The tie character, ~, produces a space between before and after at which the line will not be broken. By default the white space has length 3.33333pt plus 1.66666pt minus 1.11111pt (see Lengths).

Here LaTeX will not break the line between the final two words.

Thanks to Prof.~Lerman.

In addition, despite the period, LaTeX does not use the end-of-sentence spacing (see \@).

Ties prevent the end of line separation of things where that could cause confusion. They also still allow hyphenation (of either of the tied words), so they are generally preferable to putting consecutive words in an \mbox (see \mbox & \makebox).

They are also matters of taste, sometimes alarmingly dogmatic taste, among readers. Nevertheless, here are some usage models, many of them from The TeXbook.

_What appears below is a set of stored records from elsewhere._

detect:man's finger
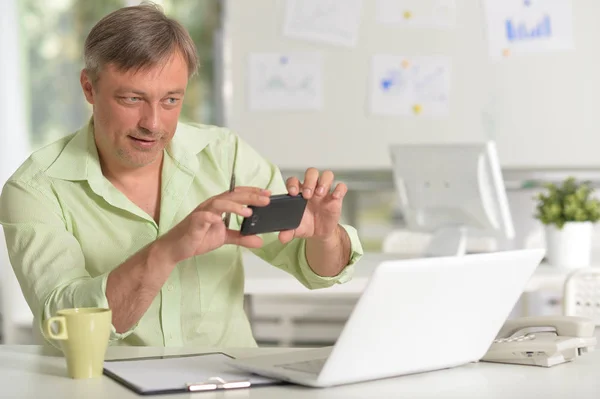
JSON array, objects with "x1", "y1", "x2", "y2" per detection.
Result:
[
  {"x1": 278, "y1": 229, "x2": 295, "y2": 244},
  {"x1": 222, "y1": 191, "x2": 271, "y2": 207},
  {"x1": 302, "y1": 168, "x2": 320, "y2": 199},
  {"x1": 232, "y1": 186, "x2": 271, "y2": 196},
  {"x1": 205, "y1": 199, "x2": 253, "y2": 217},
  {"x1": 190, "y1": 210, "x2": 224, "y2": 228},
  {"x1": 315, "y1": 170, "x2": 334, "y2": 197},
  {"x1": 286, "y1": 176, "x2": 301, "y2": 196},
  {"x1": 331, "y1": 182, "x2": 348, "y2": 200}
]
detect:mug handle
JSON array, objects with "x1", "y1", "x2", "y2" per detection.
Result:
[{"x1": 44, "y1": 316, "x2": 68, "y2": 340}]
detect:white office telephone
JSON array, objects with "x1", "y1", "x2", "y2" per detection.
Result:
[{"x1": 481, "y1": 316, "x2": 597, "y2": 367}]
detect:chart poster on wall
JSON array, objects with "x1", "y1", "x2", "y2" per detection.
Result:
[
  {"x1": 283, "y1": 0, "x2": 363, "y2": 47},
  {"x1": 369, "y1": 55, "x2": 451, "y2": 117},
  {"x1": 375, "y1": 0, "x2": 456, "y2": 29},
  {"x1": 483, "y1": 0, "x2": 574, "y2": 60},
  {"x1": 248, "y1": 53, "x2": 324, "y2": 111}
]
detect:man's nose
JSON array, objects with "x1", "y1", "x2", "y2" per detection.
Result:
[{"x1": 139, "y1": 103, "x2": 160, "y2": 133}]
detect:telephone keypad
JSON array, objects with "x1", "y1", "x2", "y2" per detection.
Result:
[{"x1": 494, "y1": 334, "x2": 536, "y2": 344}]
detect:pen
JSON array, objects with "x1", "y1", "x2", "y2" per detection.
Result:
[
  {"x1": 187, "y1": 377, "x2": 251, "y2": 392},
  {"x1": 223, "y1": 172, "x2": 236, "y2": 227},
  {"x1": 223, "y1": 140, "x2": 238, "y2": 228}
]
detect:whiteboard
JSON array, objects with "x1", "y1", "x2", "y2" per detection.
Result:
[{"x1": 221, "y1": 0, "x2": 600, "y2": 170}]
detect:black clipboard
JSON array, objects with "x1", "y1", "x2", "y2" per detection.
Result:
[{"x1": 103, "y1": 352, "x2": 281, "y2": 395}]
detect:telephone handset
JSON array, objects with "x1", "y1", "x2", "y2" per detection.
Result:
[{"x1": 481, "y1": 316, "x2": 597, "y2": 367}]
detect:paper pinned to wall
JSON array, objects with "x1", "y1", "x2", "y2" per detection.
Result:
[
  {"x1": 248, "y1": 53, "x2": 323, "y2": 111},
  {"x1": 483, "y1": 0, "x2": 574, "y2": 60},
  {"x1": 375, "y1": 0, "x2": 456, "y2": 29},
  {"x1": 283, "y1": 0, "x2": 363, "y2": 47},
  {"x1": 369, "y1": 55, "x2": 451, "y2": 117}
]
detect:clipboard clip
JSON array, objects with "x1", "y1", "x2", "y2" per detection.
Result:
[{"x1": 186, "y1": 376, "x2": 251, "y2": 392}]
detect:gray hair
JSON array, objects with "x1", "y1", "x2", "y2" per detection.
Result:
[{"x1": 84, "y1": 2, "x2": 199, "y2": 83}]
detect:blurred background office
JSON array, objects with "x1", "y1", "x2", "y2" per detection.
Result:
[{"x1": 2, "y1": 0, "x2": 600, "y2": 346}]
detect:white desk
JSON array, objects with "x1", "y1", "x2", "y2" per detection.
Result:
[
  {"x1": 243, "y1": 251, "x2": 580, "y2": 296},
  {"x1": 2, "y1": 334, "x2": 599, "y2": 399}
]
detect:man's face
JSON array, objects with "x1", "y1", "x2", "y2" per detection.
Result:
[{"x1": 80, "y1": 51, "x2": 188, "y2": 169}]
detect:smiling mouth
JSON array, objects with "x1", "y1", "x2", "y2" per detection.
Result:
[{"x1": 129, "y1": 136, "x2": 157, "y2": 143}]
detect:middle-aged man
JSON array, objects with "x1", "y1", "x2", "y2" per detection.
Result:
[{"x1": 0, "y1": 3, "x2": 363, "y2": 347}]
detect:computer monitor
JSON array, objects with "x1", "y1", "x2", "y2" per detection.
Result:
[{"x1": 389, "y1": 141, "x2": 515, "y2": 257}]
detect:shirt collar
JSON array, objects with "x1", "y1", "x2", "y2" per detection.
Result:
[
  {"x1": 45, "y1": 119, "x2": 98, "y2": 181},
  {"x1": 164, "y1": 122, "x2": 214, "y2": 176},
  {"x1": 46, "y1": 119, "x2": 214, "y2": 182}
]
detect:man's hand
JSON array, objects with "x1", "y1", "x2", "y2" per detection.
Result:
[
  {"x1": 107, "y1": 186, "x2": 270, "y2": 333},
  {"x1": 282, "y1": 168, "x2": 352, "y2": 276},
  {"x1": 281, "y1": 168, "x2": 347, "y2": 244},
  {"x1": 160, "y1": 187, "x2": 271, "y2": 264}
]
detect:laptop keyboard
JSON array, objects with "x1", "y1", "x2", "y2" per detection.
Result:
[{"x1": 275, "y1": 358, "x2": 328, "y2": 375}]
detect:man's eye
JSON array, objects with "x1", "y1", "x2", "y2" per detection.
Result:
[
  {"x1": 121, "y1": 97, "x2": 141, "y2": 103},
  {"x1": 165, "y1": 98, "x2": 179, "y2": 105}
]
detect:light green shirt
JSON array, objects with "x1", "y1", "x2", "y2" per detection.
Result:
[{"x1": 0, "y1": 122, "x2": 363, "y2": 347}]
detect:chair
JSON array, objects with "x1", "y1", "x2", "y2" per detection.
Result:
[{"x1": 563, "y1": 268, "x2": 600, "y2": 325}]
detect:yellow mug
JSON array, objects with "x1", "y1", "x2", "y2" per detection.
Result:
[{"x1": 43, "y1": 307, "x2": 112, "y2": 379}]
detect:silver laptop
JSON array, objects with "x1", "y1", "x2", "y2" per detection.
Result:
[{"x1": 228, "y1": 249, "x2": 545, "y2": 387}]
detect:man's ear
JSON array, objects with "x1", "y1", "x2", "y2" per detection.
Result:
[{"x1": 80, "y1": 69, "x2": 95, "y2": 105}]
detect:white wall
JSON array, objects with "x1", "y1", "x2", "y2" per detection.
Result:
[
  {"x1": 224, "y1": 0, "x2": 600, "y2": 170},
  {"x1": 0, "y1": 0, "x2": 34, "y2": 344}
]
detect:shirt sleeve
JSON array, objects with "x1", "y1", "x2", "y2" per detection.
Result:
[
  {"x1": 0, "y1": 179, "x2": 136, "y2": 346},
  {"x1": 227, "y1": 134, "x2": 364, "y2": 289}
]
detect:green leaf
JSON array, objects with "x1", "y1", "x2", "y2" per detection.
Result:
[{"x1": 533, "y1": 176, "x2": 600, "y2": 227}]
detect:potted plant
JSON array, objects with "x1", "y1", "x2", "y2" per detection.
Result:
[{"x1": 534, "y1": 177, "x2": 600, "y2": 268}]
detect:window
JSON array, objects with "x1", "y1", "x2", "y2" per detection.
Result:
[{"x1": 21, "y1": 0, "x2": 221, "y2": 150}]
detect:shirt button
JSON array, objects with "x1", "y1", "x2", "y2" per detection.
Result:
[{"x1": 167, "y1": 284, "x2": 174, "y2": 291}]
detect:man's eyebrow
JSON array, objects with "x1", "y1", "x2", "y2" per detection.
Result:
[
  {"x1": 115, "y1": 88, "x2": 146, "y2": 95},
  {"x1": 114, "y1": 88, "x2": 185, "y2": 96},
  {"x1": 165, "y1": 89, "x2": 185, "y2": 96}
]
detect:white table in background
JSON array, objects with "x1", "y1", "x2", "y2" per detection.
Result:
[
  {"x1": 1, "y1": 333, "x2": 599, "y2": 399},
  {"x1": 0, "y1": 251, "x2": 585, "y2": 345},
  {"x1": 243, "y1": 251, "x2": 582, "y2": 296}
]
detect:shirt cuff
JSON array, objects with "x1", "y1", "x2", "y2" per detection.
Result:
[
  {"x1": 339, "y1": 223, "x2": 364, "y2": 266},
  {"x1": 296, "y1": 223, "x2": 364, "y2": 289}
]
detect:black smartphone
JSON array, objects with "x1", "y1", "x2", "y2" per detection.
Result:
[{"x1": 240, "y1": 194, "x2": 307, "y2": 235}]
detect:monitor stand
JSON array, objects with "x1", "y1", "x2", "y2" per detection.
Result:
[{"x1": 424, "y1": 226, "x2": 468, "y2": 257}]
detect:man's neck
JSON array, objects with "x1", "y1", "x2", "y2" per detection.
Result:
[
  {"x1": 100, "y1": 152, "x2": 164, "y2": 223},
  {"x1": 101, "y1": 152, "x2": 164, "y2": 188}
]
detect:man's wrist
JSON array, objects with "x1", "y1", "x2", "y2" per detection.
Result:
[
  {"x1": 309, "y1": 224, "x2": 344, "y2": 247},
  {"x1": 308, "y1": 225, "x2": 352, "y2": 265},
  {"x1": 305, "y1": 224, "x2": 352, "y2": 275},
  {"x1": 149, "y1": 235, "x2": 180, "y2": 268}
]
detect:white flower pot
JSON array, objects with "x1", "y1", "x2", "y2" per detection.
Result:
[{"x1": 545, "y1": 222, "x2": 593, "y2": 268}]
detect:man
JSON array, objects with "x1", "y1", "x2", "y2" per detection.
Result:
[{"x1": 0, "y1": 3, "x2": 362, "y2": 347}]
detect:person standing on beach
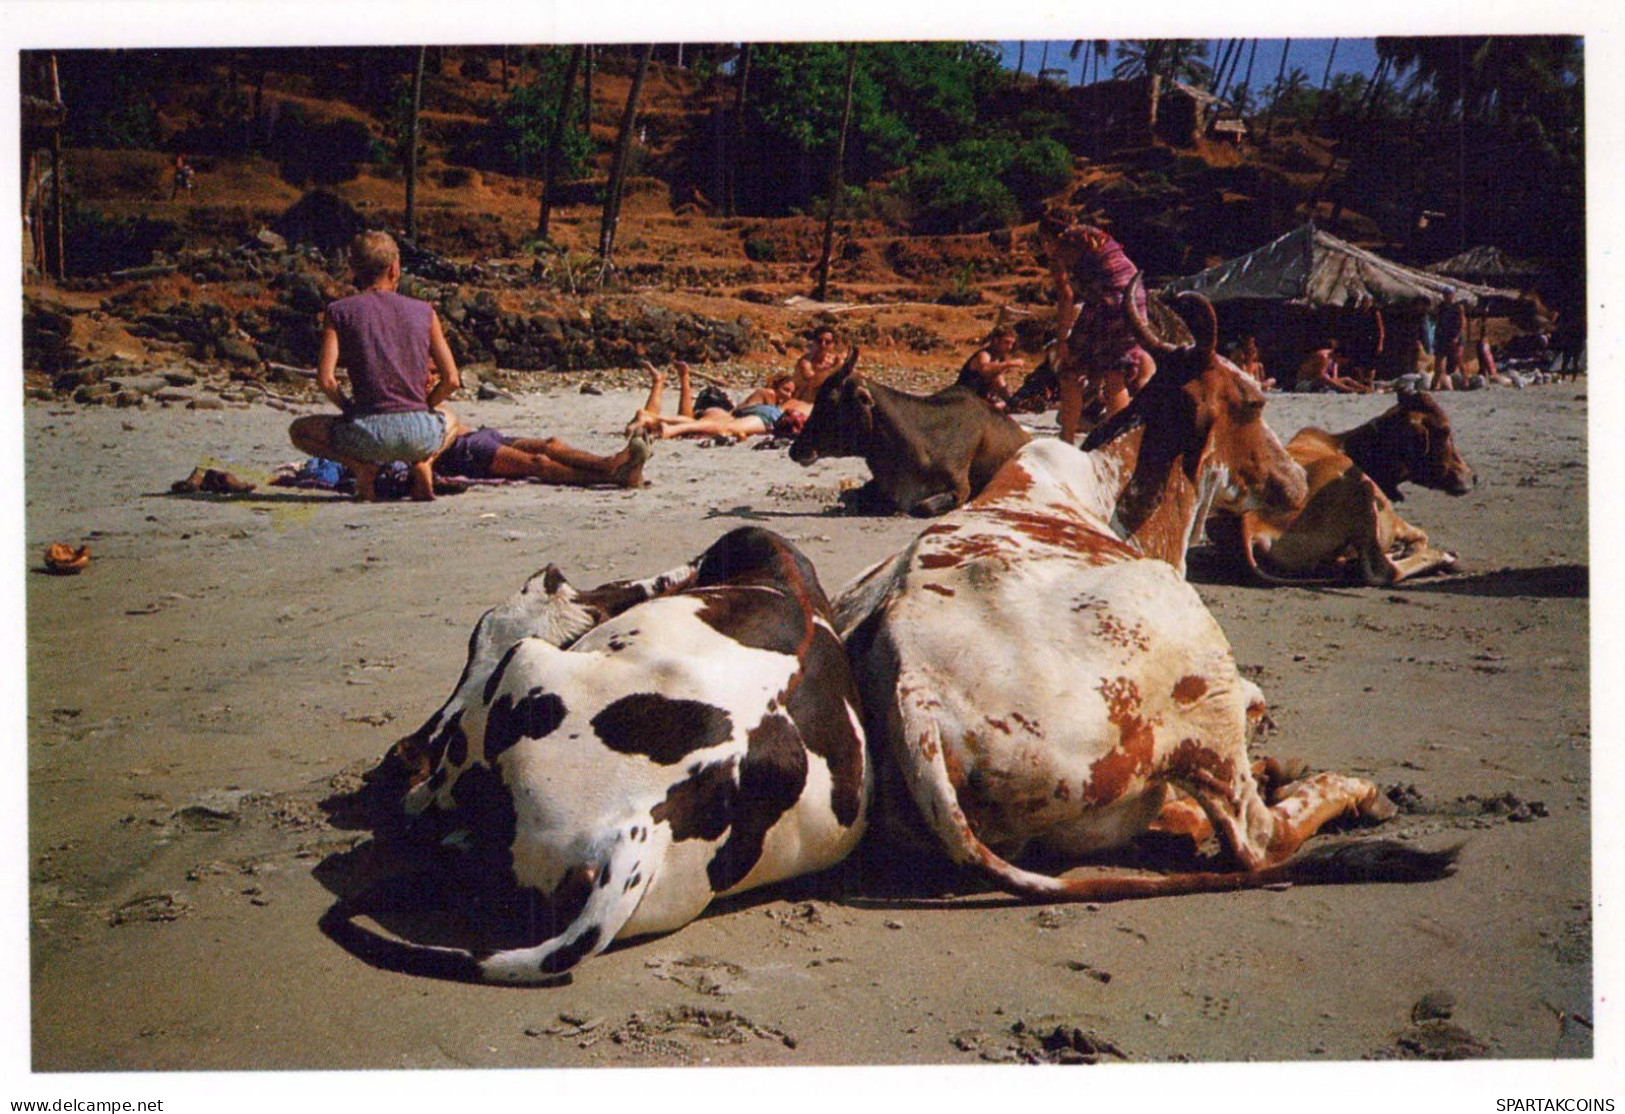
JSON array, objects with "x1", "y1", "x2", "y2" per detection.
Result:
[
  {"x1": 1039, "y1": 211, "x2": 1156, "y2": 443},
  {"x1": 288, "y1": 231, "x2": 461, "y2": 502},
  {"x1": 1431, "y1": 289, "x2": 1467, "y2": 391}
]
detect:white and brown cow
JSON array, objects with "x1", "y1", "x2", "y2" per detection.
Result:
[
  {"x1": 1209, "y1": 390, "x2": 1477, "y2": 586},
  {"x1": 837, "y1": 282, "x2": 1457, "y2": 901},
  {"x1": 338, "y1": 527, "x2": 868, "y2": 983}
]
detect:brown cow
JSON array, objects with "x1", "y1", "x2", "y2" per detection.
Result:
[
  {"x1": 1212, "y1": 390, "x2": 1476, "y2": 586},
  {"x1": 789, "y1": 348, "x2": 1032, "y2": 517},
  {"x1": 832, "y1": 280, "x2": 1454, "y2": 904}
]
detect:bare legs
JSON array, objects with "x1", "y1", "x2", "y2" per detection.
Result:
[
  {"x1": 630, "y1": 362, "x2": 767, "y2": 441},
  {"x1": 289, "y1": 407, "x2": 461, "y2": 502},
  {"x1": 487, "y1": 434, "x2": 650, "y2": 488}
]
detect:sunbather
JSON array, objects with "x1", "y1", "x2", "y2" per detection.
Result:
[{"x1": 435, "y1": 420, "x2": 651, "y2": 487}]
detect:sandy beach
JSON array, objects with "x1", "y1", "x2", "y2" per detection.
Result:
[{"x1": 20, "y1": 375, "x2": 1592, "y2": 1084}]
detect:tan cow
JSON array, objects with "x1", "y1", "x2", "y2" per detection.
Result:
[
  {"x1": 835, "y1": 280, "x2": 1457, "y2": 902},
  {"x1": 1213, "y1": 390, "x2": 1476, "y2": 586}
]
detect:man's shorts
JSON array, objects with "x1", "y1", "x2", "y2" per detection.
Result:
[
  {"x1": 330, "y1": 409, "x2": 447, "y2": 464},
  {"x1": 434, "y1": 427, "x2": 514, "y2": 478}
]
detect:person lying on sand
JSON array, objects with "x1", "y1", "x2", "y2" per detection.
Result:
[
  {"x1": 434, "y1": 419, "x2": 651, "y2": 488},
  {"x1": 628, "y1": 361, "x2": 811, "y2": 442}
]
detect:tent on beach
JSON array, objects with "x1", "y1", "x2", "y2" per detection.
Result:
[
  {"x1": 1424, "y1": 244, "x2": 1543, "y2": 288},
  {"x1": 1159, "y1": 224, "x2": 1521, "y2": 381},
  {"x1": 1162, "y1": 222, "x2": 1519, "y2": 310}
]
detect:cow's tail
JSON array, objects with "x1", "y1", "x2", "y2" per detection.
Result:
[
  {"x1": 1237, "y1": 515, "x2": 1346, "y2": 588},
  {"x1": 893, "y1": 683, "x2": 1457, "y2": 903},
  {"x1": 322, "y1": 822, "x2": 669, "y2": 985}
]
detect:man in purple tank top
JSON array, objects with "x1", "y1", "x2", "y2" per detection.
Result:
[{"x1": 288, "y1": 231, "x2": 461, "y2": 501}]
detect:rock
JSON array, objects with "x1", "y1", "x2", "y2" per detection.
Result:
[
  {"x1": 106, "y1": 374, "x2": 169, "y2": 396},
  {"x1": 1411, "y1": 991, "x2": 1456, "y2": 1022},
  {"x1": 188, "y1": 396, "x2": 226, "y2": 411},
  {"x1": 271, "y1": 190, "x2": 366, "y2": 253},
  {"x1": 217, "y1": 335, "x2": 261, "y2": 366}
]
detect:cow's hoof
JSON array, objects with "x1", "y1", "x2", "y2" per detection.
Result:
[{"x1": 1357, "y1": 790, "x2": 1400, "y2": 824}]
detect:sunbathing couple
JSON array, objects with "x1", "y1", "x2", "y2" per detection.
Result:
[
  {"x1": 628, "y1": 360, "x2": 814, "y2": 442},
  {"x1": 625, "y1": 327, "x2": 844, "y2": 441}
]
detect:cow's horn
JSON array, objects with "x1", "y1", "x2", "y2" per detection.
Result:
[
  {"x1": 832, "y1": 345, "x2": 859, "y2": 383},
  {"x1": 1121, "y1": 272, "x2": 1180, "y2": 355},
  {"x1": 1173, "y1": 290, "x2": 1218, "y2": 359}
]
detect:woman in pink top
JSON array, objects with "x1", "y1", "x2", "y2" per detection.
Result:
[
  {"x1": 1039, "y1": 211, "x2": 1156, "y2": 443},
  {"x1": 289, "y1": 231, "x2": 461, "y2": 501}
]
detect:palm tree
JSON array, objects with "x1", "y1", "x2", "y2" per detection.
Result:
[
  {"x1": 1111, "y1": 39, "x2": 1210, "y2": 85},
  {"x1": 598, "y1": 43, "x2": 653, "y2": 268},
  {"x1": 405, "y1": 46, "x2": 425, "y2": 240},
  {"x1": 1069, "y1": 39, "x2": 1109, "y2": 86},
  {"x1": 537, "y1": 44, "x2": 584, "y2": 240},
  {"x1": 1262, "y1": 38, "x2": 1292, "y2": 141},
  {"x1": 726, "y1": 42, "x2": 752, "y2": 217},
  {"x1": 814, "y1": 44, "x2": 859, "y2": 302}
]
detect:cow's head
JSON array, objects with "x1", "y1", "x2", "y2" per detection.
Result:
[
  {"x1": 789, "y1": 347, "x2": 866, "y2": 466},
  {"x1": 1379, "y1": 389, "x2": 1477, "y2": 500},
  {"x1": 1087, "y1": 276, "x2": 1307, "y2": 531},
  {"x1": 383, "y1": 566, "x2": 599, "y2": 794}
]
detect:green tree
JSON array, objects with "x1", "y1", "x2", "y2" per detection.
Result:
[
  {"x1": 493, "y1": 52, "x2": 593, "y2": 180},
  {"x1": 1111, "y1": 39, "x2": 1211, "y2": 85}
]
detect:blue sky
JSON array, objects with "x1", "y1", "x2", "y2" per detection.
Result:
[{"x1": 996, "y1": 38, "x2": 1381, "y2": 90}]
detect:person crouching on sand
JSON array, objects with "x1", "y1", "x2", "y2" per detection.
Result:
[{"x1": 288, "y1": 230, "x2": 460, "y2": 502}]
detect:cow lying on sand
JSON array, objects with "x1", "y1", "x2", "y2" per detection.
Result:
[
  {"x1": 1208, "y1": 389, "x2": 1476, "y2": 585},
  {"x1": 835, "y1": 279, "x2": 1457, "y2": 902},
  {"x1": 790, "y1": 348, "x2": 1031, "y2": 517},
  {"x1": 331, "y1": 527, "x2": 868, "y2": 984}
]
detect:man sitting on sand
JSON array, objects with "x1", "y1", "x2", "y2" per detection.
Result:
[
  {"x1": 434, "y1": 419, "x2": 652, "y2": 487},
  {"x1": 288, "y1": 230, "x2": 460, "y2": 502},
  {"x1": 792, "y1": 327, "x2": 846, "y2": 402},
  {"x1": 629, "y1": 361, "x2": 811, "y2": 442},
  {"x1": 956, "y1": 324, "x2": 1025, "y2": 410},
  {"x1": 1293, "y1": 337, "x2": 1371, "y2": 394}
]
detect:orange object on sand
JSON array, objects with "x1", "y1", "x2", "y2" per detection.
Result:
[{"x1": 44, "y1": 543, "x2": 90, "y2": 575}]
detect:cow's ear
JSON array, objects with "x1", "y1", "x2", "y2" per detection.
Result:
[{"x1": 854, "y1": 384, "x2": 875, "y2": 409}]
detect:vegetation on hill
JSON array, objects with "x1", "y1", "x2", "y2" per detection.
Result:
[{"x1": 20, "y1": 38, "x2": 1585, "y2": 384}]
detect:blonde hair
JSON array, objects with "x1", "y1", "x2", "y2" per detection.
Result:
[{"x1": 348, "y1": 230, "x2": 400, "y2": 286}]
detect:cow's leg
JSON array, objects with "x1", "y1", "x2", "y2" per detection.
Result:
[
  {"x1": 1149, "y1": 757, "x2": 1306, "y2": 846},
  {"x1": 1167, "y1": 741, "x2": 1395, "y2": 870},
  {"x1": 1378, "y1": 511, "x2": 1459, "y2": 583},
  {"x1": 911, "y1": 491, "x2": 963, "y2": 517}
]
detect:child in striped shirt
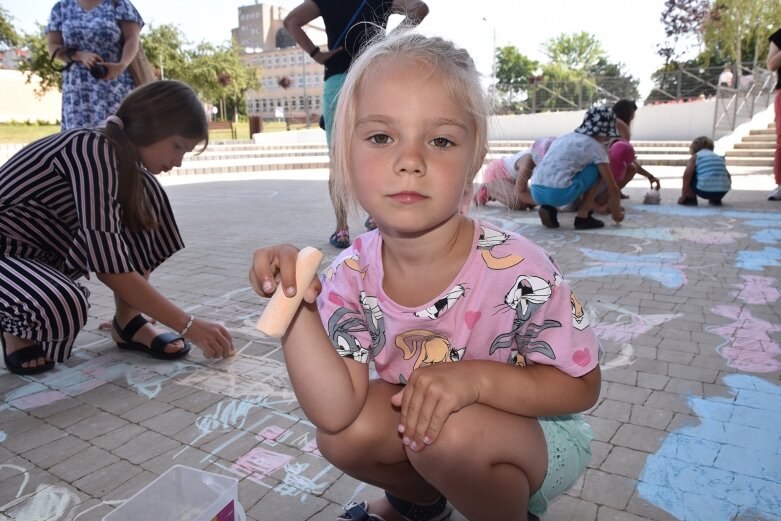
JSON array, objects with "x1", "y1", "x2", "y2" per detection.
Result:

  • Between an enumerator and its item, such as in references: Chapter~12, or Theorem~\ref{th:Wilsons}, or Figure~\ref{fig:KGraph}.
  • When cases are enumerated inline: (b)~Show that $f(x)$ is (1)~continuous, and (2)~bounded.
  • Between a number and its unit: $745.7.8$~watts (the siunitx package has a special facility for this) or 144~eggs. This includes between a month and a date: October~12 or 12~Oct. In general, in any expressions where numbers and abbreviations or symbols are separated by a space: AD~565, or 2:50~pm, or Boeing~747, or 268~Plains Road, or \$$1.4$~billion. Other common choices here are a thin space (see \thinspace & \negthinspace) and no space at all.
  • When mathematical phrases are rendered in words: equals~$n$, or less than~$\epsilon$, or given~$X$, or modulo~$p^e$ for all large~$n$ (but compare is~$15$ with is $15$~times the height). Between mathematical symbols in apposition with nouns: dimension~$d$ or function~$f(x)$ (but compare with length $l$~or more). When a symbol is a tightly bound object of a preposition: of~$x$, or from $0$ to~$1$, or in common with~$m$.
  • Between symbols in series: $1$,~$2$, or~$3$ or $1$,~$2$, \ldots,~$n$.
  • Between a person’s given names and between multiple surnames: Donald~E. Knuth, or Luis~I. Trabb~Pardo, or Charles~XII—but you must give TeX places to break the line so you might do Charles Louis Xavier~Joseph de~la Vall\'ee~Poussin.